This is the final post in a seven part series of mine looking at U.S. policy options for North Korea.
North Korea is one of the most difficult cases of nuclear proliferation. It is extremely isolated with a history of unpredictability, secrecy and aggression. On top of this, the motivations behind its long pursuit of nuclear weapons are murky. Based on past behavior and statements from North Korea, they include security from external threats, both domestic and international legitimacy, civilian energy and use as a bargaining chip. In order to formulate policy towards the DPRK, decision makers must realize that North Korea is a nuclear power, and will be very difficult to disarm. Military options would be too costly, policies of bribing and accommodating the DPRK have failed and Pyongyang’s history of proliferating WMD and missile technology make it a very dangerous threat to U.S. security.
Libya’s voluntary disarmament in 2003 has proven that long term isolation and negotiation can ultimately lead a state to disarm. However, given the amount of effort and time that has gone into negotiating with North Korea, it is extremely difficult to assess the utility of strategic neglect (Option 1) since it could take months, years or decades before conditions are right. Nevertheless, it would be a viable short term strategy given that the current Six Party Talks are ongoing and hostilities in Iraq and Afghanistan will continue for the near future. This would achieve the objectives of preventing attack and maintaining our alliances and the NPT. But uncertainty about the time frame means it would not be a good long term option.
Threating to shift the balance of power by informing Pyongyang that the U.S. would no longer object to a nuclear South Korea and Japan (Option 2) may provide the shock and impetus towards serious negotiations and some form of settlement. It would be a dramatic departure from past American policy and force Pyongyang to reconsider whether its means are achieving the intended ends. It would also aim to shock South Korea and Japan out of their mindsets of appeasement and China into realizing that its current status quo policy is untenable in the long run. The risk of this policy is that it could seriously damage the NPT, especially were it to not result in successful negotiations and disarmament. This could also happen were the information to be leaked that the United States was allowing the ROK and Japan to go nuclear. Allies and enemies may also interpret it as a desperate measure indicative of declining U.S. power. It is more of a gamble than the other options.

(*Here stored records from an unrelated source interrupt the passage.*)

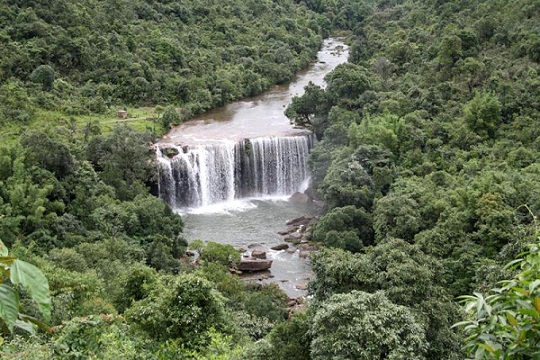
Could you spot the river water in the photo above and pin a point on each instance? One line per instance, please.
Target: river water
(255, 222)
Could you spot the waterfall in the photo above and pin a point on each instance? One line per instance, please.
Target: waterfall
(201, 175)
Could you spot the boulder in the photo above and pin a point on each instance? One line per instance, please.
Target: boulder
(289, 230)
(280, 247)
(254, 265)
(301, 286)
(169, 152)
(235, 271)
(294, 238)
(291, 250)
(299, 198)
(258, 254)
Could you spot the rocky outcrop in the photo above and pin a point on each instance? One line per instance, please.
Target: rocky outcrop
(302, 220)
(280, 247)
(300, 198)
(254, 265)
(258, 254)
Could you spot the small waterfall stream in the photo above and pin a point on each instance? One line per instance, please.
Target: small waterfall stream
(228, 171)
(206, 174)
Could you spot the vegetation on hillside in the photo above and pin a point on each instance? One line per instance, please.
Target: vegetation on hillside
(426, 161)
(428, 166)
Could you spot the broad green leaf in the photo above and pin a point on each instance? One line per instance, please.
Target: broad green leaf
(9, 305)
(33, 320)
(26, 326)
(534, 285)
(487, 347)
(512, 319)
(3, 249)
(33, 280)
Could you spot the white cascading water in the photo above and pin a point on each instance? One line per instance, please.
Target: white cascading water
(202, 175)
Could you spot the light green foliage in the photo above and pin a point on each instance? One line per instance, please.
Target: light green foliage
(170, 117)
(291, 339)
(223, 254)
(483, 114)
(408, 277)
(354, 178)
(306, 110)
(396, 216)
(23, 276)
(366, 326)
(347, 228)
(96, 336)
(504, 323)
(198, 55)
(268, 302)
(134, 284)
(124, 159)
(43, 75)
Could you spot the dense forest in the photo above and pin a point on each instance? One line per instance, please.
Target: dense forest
(426, 161)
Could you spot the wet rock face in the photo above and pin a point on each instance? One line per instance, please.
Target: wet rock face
(280, 247)
(170, 152)
(258, 254)
(299, 198)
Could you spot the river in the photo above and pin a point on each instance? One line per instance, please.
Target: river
(255, 220)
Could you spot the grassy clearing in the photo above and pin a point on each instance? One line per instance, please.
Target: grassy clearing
(142, 119)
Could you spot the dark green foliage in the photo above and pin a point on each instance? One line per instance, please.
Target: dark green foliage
(43, 75)
(347, 228)
(430, 132)
(366, 326)
(225, 255)
(133, 285)
(267, 302)
(483, 114)
(124, 159)
(198, 55)
(288, 340)
(184, 308)
(170, 117)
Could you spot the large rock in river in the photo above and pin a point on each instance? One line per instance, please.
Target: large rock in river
(258, 254)
(300, 198)
(254, 265)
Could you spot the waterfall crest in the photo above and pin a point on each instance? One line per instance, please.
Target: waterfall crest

Comprehensive negotiations (Option 3) and containment and deterrence (Option 4) both use a much broader mix of statecraft to achieve U.S. objectives yet also involve longer and uncertain time frames to do so. Comprehensive talks with the DPRK contains elements of option 1 as it involves a longer time frame and the ability to intentionally prolong talks. However, all sides could engage in that, drawing out or even killing the negotiations. Nevertheless it would represent the broadest and most in-depth attempt to end North Korea’s nuclear program and resolve problems with its neighbors and the United States, giving it a large degree of flexibility compared to options 1 and 2. Yet, given the North’s negotiation history, they may be just as likely to use their nuclear program to accomplish their goals without making the promised concessions, thus leaving a high degree of uncertainty of success.
Finally, containment and deterrence would send a clear message to North Korea and the world of the United States’ commitment to ending the DPRK’s nuclear program, dedication to regional security and the futility of blackmail. It’s use of wide-ranging instruments of statecraft make it highly flexible and adjustable to changing conditions. But while it could force North Korea into future negotiations and disarmament, it could also antagonize them, making compromise less likely. Regarding U.S. objectives, it provides no clear time frame for eliminating the nuclear or proliferation threats while at the same time minimizing them more than the other three options. The risk of conflict is not significant but still greater than with the others due mainly to the possibilities of miscommunication or desperate North Korean actions. The strategy’s effect on our allies and others in the region could also be positive or negative.
Option 4, a policy of containment and deterrence, is recommended due to its accomplishing the most U.S. objectives with the least amount of risk.